Through it all, Jessie just stymied everyone. If you looked at the reams of paper, she shouldn’t have appeared as perky as she did. She shouldn’t have transitioned once off the ventilator, sat up within hours to play Hangman with her primary nurses on the ICU team, and lured us all once more into hopefulness. But hey, that’s how she lived through every hour she was allowed to be awake. And even consciousness was taken away, at the end, because she needed to be sedated to stay on a ventilator. But she broke through the drugs from time to time, to try to whisper to us, to kick her feet, to squeeze our hands, to cry, to listen to books, to be part of this world and connect with us.
We have endured that other kind of stress. It escalated inexorably for years. Then months. Then weeks. Then hours. Final moments.
That accumulated stress seeped deep into muscles, bones, minds and spirits. It took years to work its way to the surface, and be released again. We’re still letting go of it, I’m sure.

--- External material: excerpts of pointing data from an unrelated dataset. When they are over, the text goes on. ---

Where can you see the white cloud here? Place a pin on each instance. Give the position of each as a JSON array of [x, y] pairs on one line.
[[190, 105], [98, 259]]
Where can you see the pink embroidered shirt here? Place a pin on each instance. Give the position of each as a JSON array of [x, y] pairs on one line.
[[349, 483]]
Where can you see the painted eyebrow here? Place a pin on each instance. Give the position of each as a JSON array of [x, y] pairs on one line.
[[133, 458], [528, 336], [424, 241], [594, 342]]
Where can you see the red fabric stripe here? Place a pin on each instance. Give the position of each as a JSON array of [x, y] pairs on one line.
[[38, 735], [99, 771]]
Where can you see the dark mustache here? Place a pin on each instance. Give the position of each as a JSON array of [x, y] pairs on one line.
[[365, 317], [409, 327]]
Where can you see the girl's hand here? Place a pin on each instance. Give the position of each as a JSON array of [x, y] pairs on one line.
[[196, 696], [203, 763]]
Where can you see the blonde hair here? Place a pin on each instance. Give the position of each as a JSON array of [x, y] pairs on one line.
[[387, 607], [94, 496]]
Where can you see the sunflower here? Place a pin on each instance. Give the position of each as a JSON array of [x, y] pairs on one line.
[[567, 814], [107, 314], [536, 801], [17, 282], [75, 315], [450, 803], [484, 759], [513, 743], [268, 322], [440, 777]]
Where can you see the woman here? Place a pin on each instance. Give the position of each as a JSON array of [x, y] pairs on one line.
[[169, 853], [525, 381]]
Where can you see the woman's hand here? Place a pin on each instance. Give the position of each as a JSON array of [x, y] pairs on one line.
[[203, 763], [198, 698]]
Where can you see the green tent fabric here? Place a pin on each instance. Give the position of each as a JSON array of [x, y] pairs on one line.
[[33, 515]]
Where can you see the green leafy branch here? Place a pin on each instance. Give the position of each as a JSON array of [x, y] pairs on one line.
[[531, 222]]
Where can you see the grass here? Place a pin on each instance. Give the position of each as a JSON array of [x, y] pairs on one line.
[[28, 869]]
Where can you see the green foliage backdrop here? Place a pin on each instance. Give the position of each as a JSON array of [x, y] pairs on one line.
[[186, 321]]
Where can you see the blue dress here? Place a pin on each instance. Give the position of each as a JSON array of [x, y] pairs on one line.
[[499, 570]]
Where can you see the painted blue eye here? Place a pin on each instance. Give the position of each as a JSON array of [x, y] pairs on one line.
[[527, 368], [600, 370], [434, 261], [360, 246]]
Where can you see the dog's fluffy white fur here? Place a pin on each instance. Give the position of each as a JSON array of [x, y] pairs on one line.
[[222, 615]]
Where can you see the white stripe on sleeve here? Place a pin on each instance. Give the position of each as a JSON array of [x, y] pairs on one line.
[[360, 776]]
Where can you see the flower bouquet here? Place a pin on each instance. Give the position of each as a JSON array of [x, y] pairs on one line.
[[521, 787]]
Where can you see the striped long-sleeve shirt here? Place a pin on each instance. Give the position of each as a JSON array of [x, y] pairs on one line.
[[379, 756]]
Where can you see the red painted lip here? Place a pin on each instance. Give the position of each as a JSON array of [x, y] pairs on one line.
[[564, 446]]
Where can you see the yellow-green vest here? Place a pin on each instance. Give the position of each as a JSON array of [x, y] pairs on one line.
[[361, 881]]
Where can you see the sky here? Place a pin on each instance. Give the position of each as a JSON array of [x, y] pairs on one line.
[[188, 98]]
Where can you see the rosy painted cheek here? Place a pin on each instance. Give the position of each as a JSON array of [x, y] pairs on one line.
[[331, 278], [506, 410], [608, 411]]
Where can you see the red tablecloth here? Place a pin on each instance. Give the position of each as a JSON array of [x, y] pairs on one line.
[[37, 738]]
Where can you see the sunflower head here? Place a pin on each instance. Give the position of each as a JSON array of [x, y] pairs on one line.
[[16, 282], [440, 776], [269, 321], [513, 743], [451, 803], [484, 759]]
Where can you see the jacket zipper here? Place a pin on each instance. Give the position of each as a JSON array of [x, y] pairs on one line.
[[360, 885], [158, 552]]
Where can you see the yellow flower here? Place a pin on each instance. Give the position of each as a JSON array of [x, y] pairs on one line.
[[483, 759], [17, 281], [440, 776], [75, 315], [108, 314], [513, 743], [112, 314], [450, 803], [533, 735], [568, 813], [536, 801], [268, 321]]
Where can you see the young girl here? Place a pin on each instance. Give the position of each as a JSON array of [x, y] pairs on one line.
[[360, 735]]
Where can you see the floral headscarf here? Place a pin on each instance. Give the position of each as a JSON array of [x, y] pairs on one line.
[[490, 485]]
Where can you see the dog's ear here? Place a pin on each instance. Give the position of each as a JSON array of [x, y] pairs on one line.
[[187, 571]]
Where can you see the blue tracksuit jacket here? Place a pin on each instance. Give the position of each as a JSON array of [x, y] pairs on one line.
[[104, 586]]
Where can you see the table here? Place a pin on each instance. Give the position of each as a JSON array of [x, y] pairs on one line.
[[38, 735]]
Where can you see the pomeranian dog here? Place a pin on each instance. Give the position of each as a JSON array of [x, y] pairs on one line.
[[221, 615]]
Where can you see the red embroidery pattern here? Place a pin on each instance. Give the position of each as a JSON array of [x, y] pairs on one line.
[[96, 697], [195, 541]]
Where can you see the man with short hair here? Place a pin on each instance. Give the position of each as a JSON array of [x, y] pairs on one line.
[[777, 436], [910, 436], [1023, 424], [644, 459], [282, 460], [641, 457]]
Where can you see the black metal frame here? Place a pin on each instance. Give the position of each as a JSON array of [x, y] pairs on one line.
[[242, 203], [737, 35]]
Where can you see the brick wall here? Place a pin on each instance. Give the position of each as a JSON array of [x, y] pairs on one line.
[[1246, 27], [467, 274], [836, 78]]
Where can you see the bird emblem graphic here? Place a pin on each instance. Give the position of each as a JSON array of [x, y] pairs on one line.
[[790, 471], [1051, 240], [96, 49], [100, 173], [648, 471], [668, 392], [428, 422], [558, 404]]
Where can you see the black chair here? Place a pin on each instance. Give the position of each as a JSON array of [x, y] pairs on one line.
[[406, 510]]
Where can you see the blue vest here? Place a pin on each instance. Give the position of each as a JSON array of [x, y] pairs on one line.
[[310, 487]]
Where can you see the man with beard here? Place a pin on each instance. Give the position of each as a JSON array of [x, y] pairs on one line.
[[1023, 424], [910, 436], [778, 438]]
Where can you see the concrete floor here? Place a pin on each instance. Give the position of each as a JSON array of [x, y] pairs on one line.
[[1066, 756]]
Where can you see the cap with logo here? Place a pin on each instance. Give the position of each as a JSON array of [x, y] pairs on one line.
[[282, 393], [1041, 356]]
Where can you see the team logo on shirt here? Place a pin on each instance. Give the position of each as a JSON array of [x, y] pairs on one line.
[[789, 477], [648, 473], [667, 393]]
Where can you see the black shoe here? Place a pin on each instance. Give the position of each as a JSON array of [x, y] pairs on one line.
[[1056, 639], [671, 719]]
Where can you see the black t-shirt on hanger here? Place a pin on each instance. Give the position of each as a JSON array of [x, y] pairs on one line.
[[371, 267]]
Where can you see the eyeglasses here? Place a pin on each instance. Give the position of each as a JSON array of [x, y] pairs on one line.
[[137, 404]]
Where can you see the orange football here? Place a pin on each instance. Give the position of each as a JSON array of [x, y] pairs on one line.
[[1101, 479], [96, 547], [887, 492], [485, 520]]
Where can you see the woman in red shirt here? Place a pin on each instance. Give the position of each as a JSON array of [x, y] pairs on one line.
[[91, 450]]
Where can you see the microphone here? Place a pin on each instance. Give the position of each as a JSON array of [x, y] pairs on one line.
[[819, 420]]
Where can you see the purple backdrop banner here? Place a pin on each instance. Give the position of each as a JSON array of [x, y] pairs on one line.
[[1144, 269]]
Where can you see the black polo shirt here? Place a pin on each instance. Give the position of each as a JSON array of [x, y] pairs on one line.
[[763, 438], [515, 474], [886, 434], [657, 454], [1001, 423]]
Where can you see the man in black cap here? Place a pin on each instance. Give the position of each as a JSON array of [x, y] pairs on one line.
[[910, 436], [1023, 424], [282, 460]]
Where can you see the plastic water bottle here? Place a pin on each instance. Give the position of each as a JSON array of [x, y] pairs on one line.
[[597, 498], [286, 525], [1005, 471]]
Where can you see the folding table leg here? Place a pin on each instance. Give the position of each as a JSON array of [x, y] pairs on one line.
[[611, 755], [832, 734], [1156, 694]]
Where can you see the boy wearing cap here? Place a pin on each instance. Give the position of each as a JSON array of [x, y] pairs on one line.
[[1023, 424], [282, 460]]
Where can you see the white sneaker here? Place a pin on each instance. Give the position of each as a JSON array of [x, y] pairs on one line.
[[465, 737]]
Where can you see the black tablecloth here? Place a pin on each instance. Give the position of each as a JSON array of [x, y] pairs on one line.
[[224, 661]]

So I acknowledge that these stressful circumstances may be different in every family, caused by different issues, but that many of us live with them. Unemployment. Mental health issues. Diagnoses of chronic or terminal conditions. Economic instability. Uncertainty about shelter or food: basic necessities. Lack of access to other resources. Addiction. Violence. Crime. Death or endings of many kinds. Loss. Isolation from community. Caregiving for a loved one with an extreme condition.
Perhaps that’s one of the reasons I’m seeking this vocation: pastoral care. Stress is a universal experience. With many causes. We all share it at some time or another, in one form or another.
And I believe — I hope — we all have chances to experience a different kind of stress. The “good kind.”
Although my calendar is busy — my phone vibrates often, my computer pings with reminders and alerts and alarms to keep my use of time focused, my backpack is quite hefty with gear and books, and I’m always moving — I don’t mind. There are other sorts of alarms and appointments, meetings and conferences, phone calls and consultations, that lead to different outcomes.
Right now, this stress leads to transformation. So I celebrate it.